Some people put the oil or the gas into pipes or in containers on a truck or a ship to a factory. Some others heated it with steam to crack apart the molecules and form new ones—benzene, styrene, propylene, and at the highest temperature, past 1400 degrees, ethylene. Some others put the ethylene in a machine to compress it with three thousand atmospheres. They mixed in other chemicals to bind the molecules, one to the other to form a single long chain, polyethylene, the most common plastic on the planet. Its molecular structure looks like this: it will take you / but it might not / obey you /

structure

 The polyethylene flowed from the machine as rice-sized grains, odorless and translucent, warm to the touch. Some people carried the grains over land or over sea to a factory where some people melted the grains and injected the steaming ooze into a mold of this car part—a fender liner—four feet long and curved with a complex, irregular shape to fit the chassis. In the factory, a person, in the living hours of a life, molded thousands of car parts, dwarfed by a beige machine. if you can tame it / you might be in trouble / 

At each step, some molecules escaped called “waste.” Some breathed these molecules, they burned the lungs; others swallowed them in clear liquid from the tap. Some molecules floated high into the atmosphere, soaking up heat, bending and vibrating, jostling their neighbors, everybody heating up. Some of the molecules will stay a few hundred years, some a few hundred thousand, just there, molecules out of creatures from an ancient ocean now in the air, holding in heat, fevering the sphere. and where / do you want to go from here / 

The car part curves together past and future, not as metaphor. Look: an old ocean, salty and wet, filled with lives feeding off sunlight and one another. One life runs out, it sinks, and another, slow sinking to darkness over years, a few hundred million—who can think them. Ice advances and retreats, more oceans, a few mountains erupt—think of this as film, time lapse, I guess. Then minds come and eyes and ears. Then machines and hands and bodies and trucks and ships and trains and roads and processing plants and factories. Then the instance of this car part’s coming to shape. The person in a life bringing breath and thought and muscle to bear in its creation. 

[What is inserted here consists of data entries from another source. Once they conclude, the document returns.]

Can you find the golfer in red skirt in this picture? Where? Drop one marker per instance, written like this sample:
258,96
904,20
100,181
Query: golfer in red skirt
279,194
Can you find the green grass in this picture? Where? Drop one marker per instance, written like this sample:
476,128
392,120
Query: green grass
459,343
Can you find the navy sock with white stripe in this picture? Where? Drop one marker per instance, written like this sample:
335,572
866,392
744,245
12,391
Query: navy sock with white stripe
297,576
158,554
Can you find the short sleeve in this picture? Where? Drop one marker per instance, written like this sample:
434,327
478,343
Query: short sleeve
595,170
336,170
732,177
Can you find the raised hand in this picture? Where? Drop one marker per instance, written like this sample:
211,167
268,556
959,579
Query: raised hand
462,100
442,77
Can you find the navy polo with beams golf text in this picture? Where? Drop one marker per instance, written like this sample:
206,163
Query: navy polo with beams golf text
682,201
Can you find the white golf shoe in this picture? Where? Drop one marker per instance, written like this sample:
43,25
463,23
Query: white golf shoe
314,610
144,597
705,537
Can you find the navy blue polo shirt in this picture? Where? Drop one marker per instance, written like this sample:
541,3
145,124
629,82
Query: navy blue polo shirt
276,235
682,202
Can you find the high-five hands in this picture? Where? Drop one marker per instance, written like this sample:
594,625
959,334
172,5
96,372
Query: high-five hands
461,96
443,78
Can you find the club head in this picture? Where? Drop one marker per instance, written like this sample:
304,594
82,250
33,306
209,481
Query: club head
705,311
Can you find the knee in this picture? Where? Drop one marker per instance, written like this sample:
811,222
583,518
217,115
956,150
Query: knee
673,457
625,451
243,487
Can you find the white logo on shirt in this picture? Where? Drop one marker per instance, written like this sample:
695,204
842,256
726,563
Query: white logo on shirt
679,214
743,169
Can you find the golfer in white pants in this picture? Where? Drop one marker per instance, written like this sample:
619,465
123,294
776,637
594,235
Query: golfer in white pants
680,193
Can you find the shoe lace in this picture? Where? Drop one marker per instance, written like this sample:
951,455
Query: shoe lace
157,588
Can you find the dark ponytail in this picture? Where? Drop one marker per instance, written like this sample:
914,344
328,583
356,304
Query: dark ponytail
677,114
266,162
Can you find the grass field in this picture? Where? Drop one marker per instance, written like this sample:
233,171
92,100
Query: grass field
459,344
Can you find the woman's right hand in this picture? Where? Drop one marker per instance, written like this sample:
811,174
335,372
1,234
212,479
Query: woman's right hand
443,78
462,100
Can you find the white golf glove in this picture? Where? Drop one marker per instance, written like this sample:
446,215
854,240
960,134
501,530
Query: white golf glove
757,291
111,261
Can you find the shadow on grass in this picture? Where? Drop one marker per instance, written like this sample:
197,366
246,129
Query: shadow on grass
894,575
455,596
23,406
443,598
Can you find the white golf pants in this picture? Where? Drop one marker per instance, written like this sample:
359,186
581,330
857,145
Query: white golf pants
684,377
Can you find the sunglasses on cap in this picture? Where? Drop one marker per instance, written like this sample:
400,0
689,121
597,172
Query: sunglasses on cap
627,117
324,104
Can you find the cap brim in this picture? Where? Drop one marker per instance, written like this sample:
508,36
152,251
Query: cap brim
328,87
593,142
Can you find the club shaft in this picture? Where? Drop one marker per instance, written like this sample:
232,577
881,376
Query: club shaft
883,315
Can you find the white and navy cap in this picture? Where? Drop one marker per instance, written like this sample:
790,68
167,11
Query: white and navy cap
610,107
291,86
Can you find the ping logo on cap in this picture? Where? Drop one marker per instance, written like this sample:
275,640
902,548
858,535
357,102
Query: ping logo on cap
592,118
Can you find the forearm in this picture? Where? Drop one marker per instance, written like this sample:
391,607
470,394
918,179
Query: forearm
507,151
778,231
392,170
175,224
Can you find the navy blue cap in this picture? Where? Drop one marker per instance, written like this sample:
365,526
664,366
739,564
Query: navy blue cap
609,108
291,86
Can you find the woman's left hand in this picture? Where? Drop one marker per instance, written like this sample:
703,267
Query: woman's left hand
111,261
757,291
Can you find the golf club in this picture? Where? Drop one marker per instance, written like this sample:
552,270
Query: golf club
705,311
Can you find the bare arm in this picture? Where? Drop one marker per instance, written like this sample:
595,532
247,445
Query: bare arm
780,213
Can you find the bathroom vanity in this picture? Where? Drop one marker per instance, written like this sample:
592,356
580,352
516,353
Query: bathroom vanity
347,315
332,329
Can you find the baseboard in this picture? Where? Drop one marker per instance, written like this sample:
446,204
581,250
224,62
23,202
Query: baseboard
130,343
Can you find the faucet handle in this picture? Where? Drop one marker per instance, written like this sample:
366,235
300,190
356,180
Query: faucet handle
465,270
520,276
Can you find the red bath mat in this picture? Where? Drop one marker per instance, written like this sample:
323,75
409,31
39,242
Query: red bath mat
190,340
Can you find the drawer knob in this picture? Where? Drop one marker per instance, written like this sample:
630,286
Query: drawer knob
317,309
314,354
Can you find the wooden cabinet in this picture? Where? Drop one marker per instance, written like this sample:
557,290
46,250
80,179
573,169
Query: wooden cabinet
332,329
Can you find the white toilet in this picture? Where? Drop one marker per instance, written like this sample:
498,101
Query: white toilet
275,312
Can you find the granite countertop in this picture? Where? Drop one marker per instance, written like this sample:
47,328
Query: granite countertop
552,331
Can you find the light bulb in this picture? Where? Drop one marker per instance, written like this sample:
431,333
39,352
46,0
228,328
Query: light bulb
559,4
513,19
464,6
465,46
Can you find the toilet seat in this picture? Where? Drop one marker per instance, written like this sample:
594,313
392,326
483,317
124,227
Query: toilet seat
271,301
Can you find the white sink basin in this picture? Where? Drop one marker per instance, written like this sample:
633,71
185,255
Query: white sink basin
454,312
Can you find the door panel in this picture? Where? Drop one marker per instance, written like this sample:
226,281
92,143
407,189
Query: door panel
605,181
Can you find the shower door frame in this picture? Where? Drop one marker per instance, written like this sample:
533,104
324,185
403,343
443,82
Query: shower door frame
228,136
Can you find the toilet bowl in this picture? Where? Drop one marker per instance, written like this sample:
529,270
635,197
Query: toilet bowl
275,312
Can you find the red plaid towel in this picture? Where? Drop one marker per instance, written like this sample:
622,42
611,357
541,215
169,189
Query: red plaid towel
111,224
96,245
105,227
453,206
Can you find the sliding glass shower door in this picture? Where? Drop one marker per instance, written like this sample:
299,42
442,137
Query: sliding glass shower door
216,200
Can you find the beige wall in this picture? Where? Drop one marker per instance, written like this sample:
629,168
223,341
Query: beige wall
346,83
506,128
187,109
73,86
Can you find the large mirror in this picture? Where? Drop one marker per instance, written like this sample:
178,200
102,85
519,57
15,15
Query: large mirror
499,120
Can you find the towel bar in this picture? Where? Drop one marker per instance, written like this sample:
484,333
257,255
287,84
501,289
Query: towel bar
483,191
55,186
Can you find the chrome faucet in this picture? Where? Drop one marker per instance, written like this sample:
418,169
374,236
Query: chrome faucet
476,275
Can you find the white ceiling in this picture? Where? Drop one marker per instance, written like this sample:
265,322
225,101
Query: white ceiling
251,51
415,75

Here it is, the piece itself, its molecules took so much heat and pressure to make they would never form outside a factory. No living entity has the tools to melt these bonds, so they will last, far outlast the bonds among molecules in the person who formed it, in the person who attached it to the vehicle, in the person who drove the vehicle and had some mishap, some accident, some swerving that scraped up the surface of the polyethylene and left it tangled against my fence, folded over, like a wing at my feet. Its bonds will outlast everyone I know or can imagine out into the future. This piece of plastic just like this or worn slowly down into finer and finer bits dispersed throughout earth, fed to an albatross chick out of oceans rising, ice melting, scorched forests turned to desert, desert turned to ocean, lifeless, this molecule with its shape like lightning or a river, a few hundred years, maybe thousands, I touch it, this car part, the future. The past. Its brutal hooves / the subject of this sentence is money / cut welts across the weeping world 

Harris Schiff, “Money,” One More Beat (Accent Editions, 2012). Lines from the poem appear throughout the section.